I like to think that the decorative and fine arts industry always had a pure form of economic functionality, with lots of buyers and sellers.  A free and open market, as Adam Smith describes, creates a natural level of pricing, but that’s not how the real world work.  Listening to Bloomberg radio in my car, it sounds like a broken record that consolidation is taking place in every industry. Oil producers and banks have been doing it for years, and your neighborhood store is now a franchise of a 7-Eleven or Wawa (I’m originally from the Philadelphia area).  There really isn’t any industry that has not experienced some form of merging, alliance, or relationship that has permitted a few to dominate. 

Why didn’t the decorative and fine arts evolve through consolidation like most industries have experienced.  Chocolate companies, automobile manufacturer, and certainly technology companies all have a genesis of starting small and learned to growing. Sometimes it is internally done, but once a business reaches a critical size, they must move forward to protect their future and learn to control their industry.  Whether a monopoly, duopoly, or several companies, having political clout becomes a necessary option.  We know that has been the critical reason for the success of the felons, Sotheby’s and Christie’s; their boards can’t have enough of those types.  But all they have done is take a lesson from any successful company who employ lobbyists and influence.

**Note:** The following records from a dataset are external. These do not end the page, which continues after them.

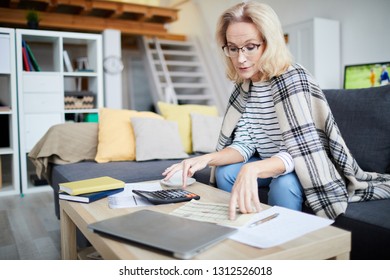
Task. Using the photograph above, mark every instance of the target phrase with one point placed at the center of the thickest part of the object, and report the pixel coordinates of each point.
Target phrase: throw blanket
(329, 174)
(63, 144)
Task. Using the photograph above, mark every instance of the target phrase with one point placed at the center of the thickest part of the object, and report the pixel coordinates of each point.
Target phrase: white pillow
(205, 132)
(157, 139)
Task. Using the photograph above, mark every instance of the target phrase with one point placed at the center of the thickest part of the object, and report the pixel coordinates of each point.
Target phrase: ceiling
(92, 16)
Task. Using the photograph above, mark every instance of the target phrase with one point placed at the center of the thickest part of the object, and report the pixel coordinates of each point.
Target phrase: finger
(233, 207)
(241, 204)
(256, 202)
(169, 173)
(186, 167)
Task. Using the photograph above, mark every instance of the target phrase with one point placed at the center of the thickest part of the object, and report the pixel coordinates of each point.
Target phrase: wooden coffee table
(327, 243)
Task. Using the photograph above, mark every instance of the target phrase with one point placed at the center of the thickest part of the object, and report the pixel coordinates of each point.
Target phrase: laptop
(181, 237)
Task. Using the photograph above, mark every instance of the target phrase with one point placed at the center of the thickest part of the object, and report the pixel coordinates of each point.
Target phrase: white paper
(129, 199)
(210, 212)
(288, 225)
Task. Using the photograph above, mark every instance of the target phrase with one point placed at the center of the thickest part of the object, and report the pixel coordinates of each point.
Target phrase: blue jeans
(285, 190)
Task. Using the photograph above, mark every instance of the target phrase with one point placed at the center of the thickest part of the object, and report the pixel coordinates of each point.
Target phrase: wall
(364, 23)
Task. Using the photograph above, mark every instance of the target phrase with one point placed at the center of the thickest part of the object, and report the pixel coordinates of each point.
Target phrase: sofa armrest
(64, 143)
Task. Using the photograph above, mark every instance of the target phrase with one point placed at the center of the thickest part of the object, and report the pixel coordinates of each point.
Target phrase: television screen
(366, 75)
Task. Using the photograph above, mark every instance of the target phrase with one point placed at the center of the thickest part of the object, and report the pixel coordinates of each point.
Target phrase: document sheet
(210, 212)
(288, 225)
(127, 198)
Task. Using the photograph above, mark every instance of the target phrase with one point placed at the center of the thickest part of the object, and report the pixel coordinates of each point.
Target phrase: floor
(29, 229)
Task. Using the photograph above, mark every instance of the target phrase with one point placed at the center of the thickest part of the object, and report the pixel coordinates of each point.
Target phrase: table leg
(68, 237)
(1, 175)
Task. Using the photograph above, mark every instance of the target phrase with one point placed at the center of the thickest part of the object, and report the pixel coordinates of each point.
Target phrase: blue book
(30, 66)
(89, 197)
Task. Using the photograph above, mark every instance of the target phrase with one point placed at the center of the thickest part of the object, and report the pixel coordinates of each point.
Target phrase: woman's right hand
(188, 166)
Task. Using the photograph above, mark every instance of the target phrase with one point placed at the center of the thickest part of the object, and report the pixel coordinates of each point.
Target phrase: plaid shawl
(329, 174)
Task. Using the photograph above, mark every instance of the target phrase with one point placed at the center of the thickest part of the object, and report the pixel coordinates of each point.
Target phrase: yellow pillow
(181, 114)
(116, 140)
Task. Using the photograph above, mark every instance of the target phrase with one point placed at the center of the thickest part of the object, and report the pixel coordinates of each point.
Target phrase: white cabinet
(315, 44)
(9, 153)
(50, 92)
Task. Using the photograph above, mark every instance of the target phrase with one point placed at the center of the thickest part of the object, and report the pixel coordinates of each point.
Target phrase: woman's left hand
(244, 194)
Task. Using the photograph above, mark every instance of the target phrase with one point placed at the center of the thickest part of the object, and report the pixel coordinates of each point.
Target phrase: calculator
(167, 196)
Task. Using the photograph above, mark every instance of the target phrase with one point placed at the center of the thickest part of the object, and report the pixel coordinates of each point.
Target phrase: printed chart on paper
(210, 212)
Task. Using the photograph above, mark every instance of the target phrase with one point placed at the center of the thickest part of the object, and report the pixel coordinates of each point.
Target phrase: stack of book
(90, 190)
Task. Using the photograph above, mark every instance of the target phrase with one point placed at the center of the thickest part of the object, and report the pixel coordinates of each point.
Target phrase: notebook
(91, 185)
(181, 237)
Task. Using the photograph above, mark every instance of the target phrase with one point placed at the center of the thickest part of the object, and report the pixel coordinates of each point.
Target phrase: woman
(278, 129)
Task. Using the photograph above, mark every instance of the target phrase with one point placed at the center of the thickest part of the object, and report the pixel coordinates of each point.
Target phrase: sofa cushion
(205, 132)
(369, 223)
(157, 139)
(181, 114)
(363, 117)
(116, 141)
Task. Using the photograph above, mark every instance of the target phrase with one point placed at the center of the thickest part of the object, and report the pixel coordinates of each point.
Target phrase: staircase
(179, 72)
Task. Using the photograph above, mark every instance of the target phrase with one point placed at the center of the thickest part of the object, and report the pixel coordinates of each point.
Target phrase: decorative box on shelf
(79, 100)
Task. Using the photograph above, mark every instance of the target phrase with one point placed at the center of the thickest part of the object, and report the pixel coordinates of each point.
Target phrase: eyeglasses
(247, 50)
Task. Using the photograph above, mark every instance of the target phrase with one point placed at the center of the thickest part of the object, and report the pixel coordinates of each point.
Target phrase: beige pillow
(157, 139)
(116, 141)
(181, 114)
(205, 132)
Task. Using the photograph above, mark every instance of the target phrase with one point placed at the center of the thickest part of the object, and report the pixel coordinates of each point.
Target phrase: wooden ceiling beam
(87, 24)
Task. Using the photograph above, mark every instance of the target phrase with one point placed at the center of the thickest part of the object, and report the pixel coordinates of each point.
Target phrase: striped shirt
(258, 129)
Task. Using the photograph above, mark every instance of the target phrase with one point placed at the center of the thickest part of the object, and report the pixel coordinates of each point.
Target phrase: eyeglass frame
(242, 49)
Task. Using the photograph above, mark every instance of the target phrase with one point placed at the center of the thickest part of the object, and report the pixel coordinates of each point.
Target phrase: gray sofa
(363, 117)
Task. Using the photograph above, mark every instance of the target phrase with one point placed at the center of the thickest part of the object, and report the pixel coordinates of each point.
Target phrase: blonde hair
(276, 57)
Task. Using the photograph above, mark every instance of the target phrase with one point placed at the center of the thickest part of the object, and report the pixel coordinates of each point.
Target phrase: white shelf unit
(9, 152)
(42, 93)
(315, 44)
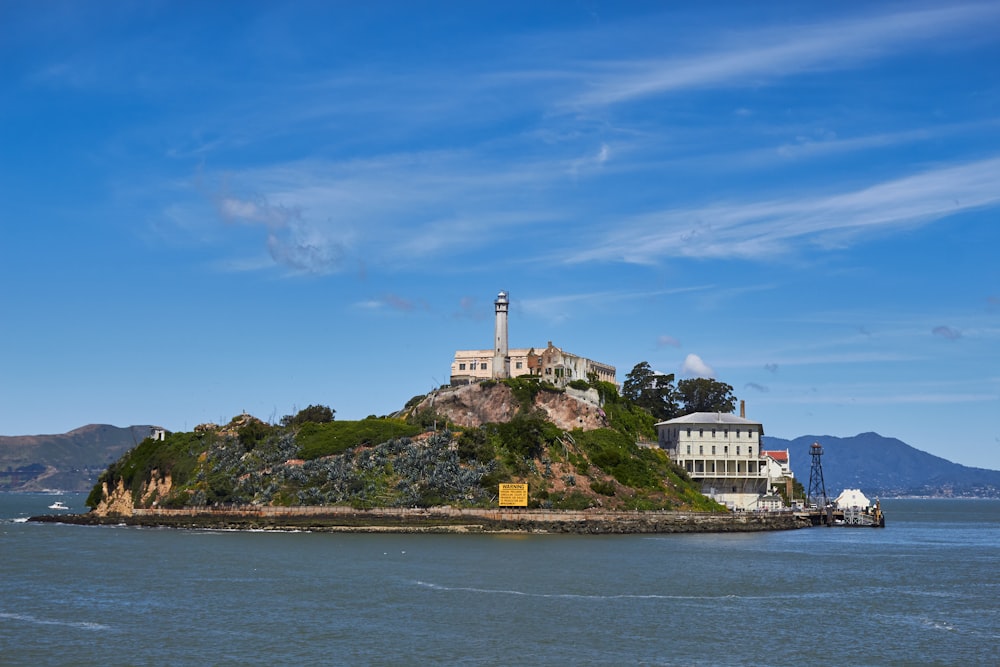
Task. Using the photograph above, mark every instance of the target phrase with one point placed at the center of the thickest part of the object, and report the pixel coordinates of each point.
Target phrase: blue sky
(216, 207)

So why has my industry been the only one that operates by the (flawed) auction method and not by a free open market?  After all Exxon can’t make oil sell for $100 a gallon when the market has it at $55, but they still dominate.  The free market does work when micro-chips are considered a commodity and priced that way.  The big difference is that in theory, the auction business doesn’t have ownership of the inventory.  Now you irrevocable bidders may disagree, but that’s another story of fraud and deception in the auction business. Every other industry strives for efficiencies of scale.  In my industry, it would a, should a, could a, but it never happened.

The dealer model presently does not have any significant impact on pricing at the auction level. The flow of inventory is too slow to use the auction format as a resupply source, as was the case decades ago.  The decimation of the secondary market is reflected in the dearth of dealers who use to participate to support it. Only efficiencies created by economies of scale will dealers of any consequence survive and even thrive.

This week, we are taking over another established dealer and again are expanding our inventory’s scope.  We see the hand writing on the wall with the idea that larger is better and only the strongest can endure changes in the market.  The last 15 years has seen a seminal alteration in dealer survivability; we’ve survived by getting bigger and the opportunities to grow are becoming more apparent.